Epiphany
A Sequel to "The Letter"
Part One
May 25, 1889
Matt Dillon sat easily, expertly in the saddle. He tugged on the reins and pointed his mount southwest, out of Kansas and toward that distant Arizona valley where his life had changed forever.
The trail at this point was still familiar and Buck knew the way, allowing his rider's troubled mind to turn elsewhere.
Kitty. The woman he loved with all his heart. His woman. The only woman he had so much as touched in the last 22 years. Except once. He pressed his lips tight as he saw her standing there in the early morning light, auburn curls tumbling across her shoulders, eyes dry, but brimming with pain and fear...and love, always the love...as she clung to his words of promise, " 'Course I'm coming back to Dodge, coming back to you."
Mike. The woman who had saved his life. The mother of his child. Had it been gratitude? Had it been love? Had it been merely the need to connect with another human being? It didn't matter that he hadn't been himself at the time. What mattered was that one lonely, sleepless night he had gone to her, seeking comfort and solace in the warmth of her body.
Beth. The child who was the innocent fruit of that night. His daughter. No matter what it cost him, he had to see his child, had to do what was right by her.
Whatever "right" meant.
He groaned aloud. No matter how inadvertent that moment had been, the fact remained that he had wronged and hurt two women--three if he included the child still too young to be aware of her father's indiscretion.
Too tired, too weary, too heartsick to go any farther, the big lawman climbed from the saddle and spread his bedroll on the ground. He slept fitfully, yearning for Kitty's soft bed rather than the unforgiving earth under his scarred and battered body. He wanted Kitty's warm body draped across his own instead of the scratchy woolen blanket. He wanted the comfort of a down pillow beneath his tired and aching head, not the hard leather saddle. Like a petulant child, he wanted what he couldn't have...at least not right now. He wanted Kitty.
You could lose her this time, Dillon, and you have no one to blame but yourself.
August 5, 1889
Kitty Russell smiled in her sleep as snippets of dream fluttered through her subconscious. A large hand stroked the tangled red hair from her face, and warm lips lightly brushed the tops of her full breasts where they peeked from beneath the sheet. Suddenly realizing that her dream was very real, she turned onto her side and reached her arms out to the man who lived deep within her heart, the man she hadn't been positive she ever would see again. As her mouth sought his in the dark, she lifted her eyes to the heavens and sent up a fervent "Thank you, God."
"Don't wake up yet, honey. I just stopped by to tell you I'm back. Buck's downstairs, and I need to take him on down to the stable. I'll be back directly...that is, if it's okay."

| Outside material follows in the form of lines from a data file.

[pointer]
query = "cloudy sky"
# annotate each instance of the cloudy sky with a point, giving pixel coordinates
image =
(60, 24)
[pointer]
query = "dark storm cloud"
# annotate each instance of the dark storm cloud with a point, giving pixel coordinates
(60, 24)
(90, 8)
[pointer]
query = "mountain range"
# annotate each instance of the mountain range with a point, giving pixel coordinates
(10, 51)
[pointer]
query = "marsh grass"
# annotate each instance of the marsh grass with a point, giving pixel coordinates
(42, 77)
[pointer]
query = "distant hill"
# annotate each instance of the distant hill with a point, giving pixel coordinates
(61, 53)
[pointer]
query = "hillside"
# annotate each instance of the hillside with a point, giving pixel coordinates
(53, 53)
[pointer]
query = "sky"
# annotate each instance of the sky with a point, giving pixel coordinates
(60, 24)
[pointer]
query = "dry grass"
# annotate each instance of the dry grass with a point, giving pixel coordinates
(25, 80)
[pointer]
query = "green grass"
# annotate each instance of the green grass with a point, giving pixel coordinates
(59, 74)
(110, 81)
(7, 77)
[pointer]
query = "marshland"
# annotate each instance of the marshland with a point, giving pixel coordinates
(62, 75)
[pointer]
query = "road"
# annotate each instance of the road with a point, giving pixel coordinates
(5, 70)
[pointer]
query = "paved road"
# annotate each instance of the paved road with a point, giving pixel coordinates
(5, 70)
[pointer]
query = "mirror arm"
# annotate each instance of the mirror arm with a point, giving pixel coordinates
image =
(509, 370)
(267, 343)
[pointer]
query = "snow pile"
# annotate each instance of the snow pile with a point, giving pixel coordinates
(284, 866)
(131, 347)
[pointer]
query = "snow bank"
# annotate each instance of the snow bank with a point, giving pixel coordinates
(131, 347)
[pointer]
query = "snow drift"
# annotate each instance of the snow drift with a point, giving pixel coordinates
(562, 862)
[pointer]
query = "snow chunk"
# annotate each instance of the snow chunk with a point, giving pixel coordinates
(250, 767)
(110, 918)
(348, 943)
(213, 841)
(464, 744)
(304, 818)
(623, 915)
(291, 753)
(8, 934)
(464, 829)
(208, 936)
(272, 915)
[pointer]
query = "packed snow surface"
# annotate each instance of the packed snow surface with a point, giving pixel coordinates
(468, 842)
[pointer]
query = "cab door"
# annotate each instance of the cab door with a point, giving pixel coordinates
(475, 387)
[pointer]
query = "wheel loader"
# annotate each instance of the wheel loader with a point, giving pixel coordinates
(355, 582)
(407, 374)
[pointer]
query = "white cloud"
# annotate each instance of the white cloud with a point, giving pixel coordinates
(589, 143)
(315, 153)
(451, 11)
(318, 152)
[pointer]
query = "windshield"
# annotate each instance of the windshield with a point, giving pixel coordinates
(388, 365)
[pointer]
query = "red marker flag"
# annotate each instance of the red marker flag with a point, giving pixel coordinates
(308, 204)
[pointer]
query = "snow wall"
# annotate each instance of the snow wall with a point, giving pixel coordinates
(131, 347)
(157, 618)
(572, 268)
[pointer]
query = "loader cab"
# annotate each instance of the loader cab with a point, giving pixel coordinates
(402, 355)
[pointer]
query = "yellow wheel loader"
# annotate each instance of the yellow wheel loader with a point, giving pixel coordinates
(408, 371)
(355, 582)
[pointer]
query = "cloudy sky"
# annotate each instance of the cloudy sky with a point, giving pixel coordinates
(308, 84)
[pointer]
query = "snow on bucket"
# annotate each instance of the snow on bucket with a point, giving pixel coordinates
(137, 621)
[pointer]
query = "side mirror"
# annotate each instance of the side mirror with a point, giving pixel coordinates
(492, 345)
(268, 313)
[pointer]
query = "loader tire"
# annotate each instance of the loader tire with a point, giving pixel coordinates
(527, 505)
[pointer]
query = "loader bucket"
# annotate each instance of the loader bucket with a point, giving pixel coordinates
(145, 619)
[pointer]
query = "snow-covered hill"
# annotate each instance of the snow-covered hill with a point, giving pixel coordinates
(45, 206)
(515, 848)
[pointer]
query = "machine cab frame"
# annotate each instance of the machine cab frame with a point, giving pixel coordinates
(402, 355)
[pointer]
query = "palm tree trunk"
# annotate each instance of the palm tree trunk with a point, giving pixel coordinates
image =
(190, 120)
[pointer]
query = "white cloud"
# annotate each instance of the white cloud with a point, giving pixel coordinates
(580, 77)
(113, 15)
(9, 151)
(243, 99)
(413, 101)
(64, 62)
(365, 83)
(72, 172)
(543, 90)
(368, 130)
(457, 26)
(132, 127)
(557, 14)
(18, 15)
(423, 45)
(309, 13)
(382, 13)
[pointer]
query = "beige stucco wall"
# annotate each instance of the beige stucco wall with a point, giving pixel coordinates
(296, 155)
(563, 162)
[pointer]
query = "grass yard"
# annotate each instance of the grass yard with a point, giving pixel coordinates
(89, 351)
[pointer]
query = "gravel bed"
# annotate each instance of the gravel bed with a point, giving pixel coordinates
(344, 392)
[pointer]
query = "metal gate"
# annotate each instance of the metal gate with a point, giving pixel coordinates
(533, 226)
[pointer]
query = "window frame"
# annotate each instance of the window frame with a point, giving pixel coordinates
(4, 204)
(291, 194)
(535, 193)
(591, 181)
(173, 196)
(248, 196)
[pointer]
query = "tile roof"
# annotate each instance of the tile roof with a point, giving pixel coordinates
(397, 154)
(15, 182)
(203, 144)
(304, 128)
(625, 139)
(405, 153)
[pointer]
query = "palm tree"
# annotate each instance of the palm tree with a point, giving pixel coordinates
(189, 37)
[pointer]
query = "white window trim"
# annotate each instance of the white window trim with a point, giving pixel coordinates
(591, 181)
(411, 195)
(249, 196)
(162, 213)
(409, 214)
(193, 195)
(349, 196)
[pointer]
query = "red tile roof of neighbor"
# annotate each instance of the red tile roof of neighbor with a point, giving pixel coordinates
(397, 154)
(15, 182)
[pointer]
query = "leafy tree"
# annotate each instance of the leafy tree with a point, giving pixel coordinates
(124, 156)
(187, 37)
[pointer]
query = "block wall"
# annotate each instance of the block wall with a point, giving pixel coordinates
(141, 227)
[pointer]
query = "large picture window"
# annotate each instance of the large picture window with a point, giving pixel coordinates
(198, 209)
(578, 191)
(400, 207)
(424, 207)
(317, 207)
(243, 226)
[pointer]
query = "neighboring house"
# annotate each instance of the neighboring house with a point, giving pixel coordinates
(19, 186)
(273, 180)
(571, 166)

" 'Course it's okay. I've been waitin' for you forever."
As Matt unsaddled the big buckskin and settled him for the night, his mind couldn't help but reflect on that other return, the one three years ago when he was so consumed with guilt that he couldn't bring himself to touch her, to make love to her until he had confessed the entire story of what had happened in that Arizona valley.
This time he had no sordid confession to make, but how could he possibly tell Kitty the truth? How could he break her heart yet again by telling her that he had hopelessly and completely lost his own heart to someone whose curly dark head barely reached to his boot tops?
Wearily, he climbed the rickety back stairs and again let himself into Kitty's rooms. Moving silently in case she had gone back to sleep, he left his hat and gunbelt on the table by the door and began shucking vest and shirt as he moved into the dark bedroom. He sank gingerly onto the edge of the bed to remove his boots and socks and she rolled against him, one arm sliding around his waist as she pressed her face against his broad back.
"You all right?"
"Yeah, I'm fine, just tired."
He stood to strip off his trousers and underwear and then sank back down into the comforting softness of the big brass bed...and Kitty's arms.
"Are you gonna tell me about your trip?"
"In the morning. Right now I need to hold you and get some sleep," he mumbled as he burrowed his face into the soft hollow of her neck.
Kitty smiled to herself in the dark. Apparently even legendary lawmen needed comfort and rest sometimes. "Sweet dreams, Cowboy," she whispered into his shaggy curls.